二人は揃って、近くの海岸沿いまで足を伸ばすことにした。
◇◇◇
海岸は、うみねこの鳴き声や潮騒の音が一層賑やかだった。風が強く吹いていて、雲が素早く空を流れていく。
キキは隣を歩くライカを見て言った。
「……ねえライカさん、ほんと前より優しくなりましたよね」
「私は昔から優しいですよ?」
「前よりもっと」
「褒め言葉として受け取っておきましょう」
ライカはそういうと、ふっとキキを見つめて言った。
「あなたも綺麗になりました。……本当に良かった」
「ライカさんも、私をそういう褒め方することあるんですね」
「ありますよ。あなたも大切な旦那様の使用人の一人なのですから」
「えへへ。嬉しいなあ」
風がごう、と吹き付ける。雲の流れが早い。
主人夫婦は今日は二人でゆったりと蜜月を楽しんでいるところだ。
彼らはきっと幸せな時間を過ごしているだろうと思いながら歩く。
キキは心地よい風におさげ髪とスカートを抑えながら、ライカに一つの問いを投げかけた。
「ねえ、ライカさんはこれからどうするんですか?」
「ん?」
「ルーカス様もイリス様も幸せになったことだし、ライカさんはこれからどうしたいのかなって」
ライカは少しきょとんと目を瞬かせたのちーー少し意地悪く目を眇めた。
「私を追い出したいんですか?」
「そんなんじゃないですよ! ただ……ほら、ライカさんなんか、急に消えちゃいそうなくらい、最近穏やかだから……」
ライカはキキの言葉を受け止めると、海の向こうへと視線を向けた。
「確かに、気が立つようなことってほとんどなくなりましたね。でもだからこそ、この平和を守るためにこの家に居続けたいと思っていますよ。キキは?」
「……私は……」
キキは一瞬、視線を彷徨わせる。
思っていることを言っていいのか悩んだのだ。けれどこの人には話していいだろうと思い直し、キキは唇に指を立てた。

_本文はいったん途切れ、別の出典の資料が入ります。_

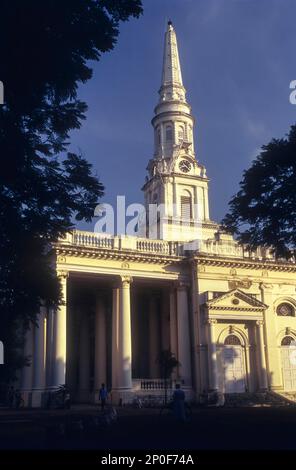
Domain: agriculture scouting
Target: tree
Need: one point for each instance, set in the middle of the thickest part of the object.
(45, 49)
(168, 363)
(263, 212)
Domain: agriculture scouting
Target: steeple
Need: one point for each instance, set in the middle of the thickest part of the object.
(175, 180)
(173, 121)
(171, 83)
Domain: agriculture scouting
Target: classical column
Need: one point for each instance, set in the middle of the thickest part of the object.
(165, 325)
(184, 350)
(153, 338)
(115, 320)
(262, 360)
(212, 355)
(84, 356)
(173, 323)
(100, 344)
(49, 346)
(60, 336)
(27, 371)
(124, 371)
(39, 351)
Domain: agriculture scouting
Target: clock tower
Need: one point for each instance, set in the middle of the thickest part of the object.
(176, 181)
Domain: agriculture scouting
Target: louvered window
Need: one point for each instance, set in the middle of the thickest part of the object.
(186, 210)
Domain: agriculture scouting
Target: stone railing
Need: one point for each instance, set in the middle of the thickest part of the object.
(232, 249)
(109, 242)
(151, 384)
(157, 246)
(92, 239)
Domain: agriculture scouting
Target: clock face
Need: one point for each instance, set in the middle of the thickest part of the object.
(185, 166)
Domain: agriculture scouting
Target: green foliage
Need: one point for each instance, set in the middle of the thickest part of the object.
(167, 362)
(263, 212)
(45, 49)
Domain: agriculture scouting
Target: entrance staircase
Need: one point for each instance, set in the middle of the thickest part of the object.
(258, 399)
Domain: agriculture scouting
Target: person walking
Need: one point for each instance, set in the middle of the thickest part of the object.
(11, 396)
(103, 396)
(179, 403)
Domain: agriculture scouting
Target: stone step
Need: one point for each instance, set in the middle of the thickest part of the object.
(257, 399)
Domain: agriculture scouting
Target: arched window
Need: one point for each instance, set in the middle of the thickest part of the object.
(181, 134)
(169, 133)
(158, 137)
(285, 310)
(232, 340)
(287, 341)
(186, 205)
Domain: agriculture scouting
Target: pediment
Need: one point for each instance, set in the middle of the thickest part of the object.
(236, 299)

「私は……そうだなあ。……ライカさん、他の人には内緒にしてくださいね?」
「ええ」
ライカが頷くと、キキは勇気を出して、そっと秘密の夢を話し始めた。
「私もいつか結婚したいんです。できればルーカス様のところの使用人の人だと嬉しいなあ。そしてお母さんになるのが夢なんです」
「……」
ライカの沈黙に、キキは悪いことを言ってしまったかとヒヤリとした。
「え、どうしたんですか? おかしいこと言っちゃいました?」
「……ふふ、いえ。違いますよ」
ライカは眩しそうな眼差しで、ほんの少しだけ目を細めて微笑んだ。
「小さな子供だと思っていた女の子が、もう立派なレディになったのだと感慨深く思っただけですよ」
「えへへ……」
「でも一体どうして? きっかけでもあったのでしょう?」
キキは少し考えてから、再び話し始めた。
「私、乳母になりたいんです。ルーカス様とイリス様に子供が生まれるなら、私が一番近くでお世話したいんです。それなら……私もお母さんになれば……って。それに、そうすれば、お二人の未来に私の子供も残せます。みんなで家族みたいで、幸せだなって」
「いいですね、応援して差し上げますよ」
「ライカさんはそういうの興味ないんですか?」
「わんわん。ノーコメントです」
「そっかー。その時はライカさんも、赤ちゃん抱っこしてくださいね」
「お断りします」
「えー」
「私、弱いものは嫌いだし近寄りたくないんです、壊しそうで」
あれ? とキキは思う。
「ライカさん」
「はい?」
「……私、弱いのに。どうしてライカさんは私に優しいんですか?」
「弱くないでしょう、あなたは」
当然のようにライカは答えた。
「キキは強いではないですか。過去に向き合う強さも、あの恐ろしい旦那様の心を溶かす素直さも、奥様の支えになれるメイドとしての技量もある。立派です」
「……ライカさん、今日ほんとどうしちゃったんですか」
「好ましいと思う相手に好ましいと素直に告げるのも、悪くはないと思ったのです」
「……えへへ、私もライカさん好きです」
ライカは風に髪を靡かせ、ふっと肩をすくめた。
「私相手じゃなかったら、ときめきのラブロマンスでも始まりそうなのに私で残念でしたね」
「ライカさんとラブロマンスは、……うーん、やっぱりちょっと想像できませんね」
「ふふ。失礼な小娘ですね、あなたは」
「ライカさんだってそう思うでしょ?」
「ええ。私はただの犬ですので。主人以外に気を逸らす気はありませんよ」
「ですよねえ」
「ええ。……だからキキは、どうか夢を叶えてくださいね」
「もちろんですよ!」
ライカとキキは顔を見合わせ、くすくすと笑いあった。
ーーこうして。
二人の穏やかな会話は、昼下がりの海岸の潮騒へと溶けていった。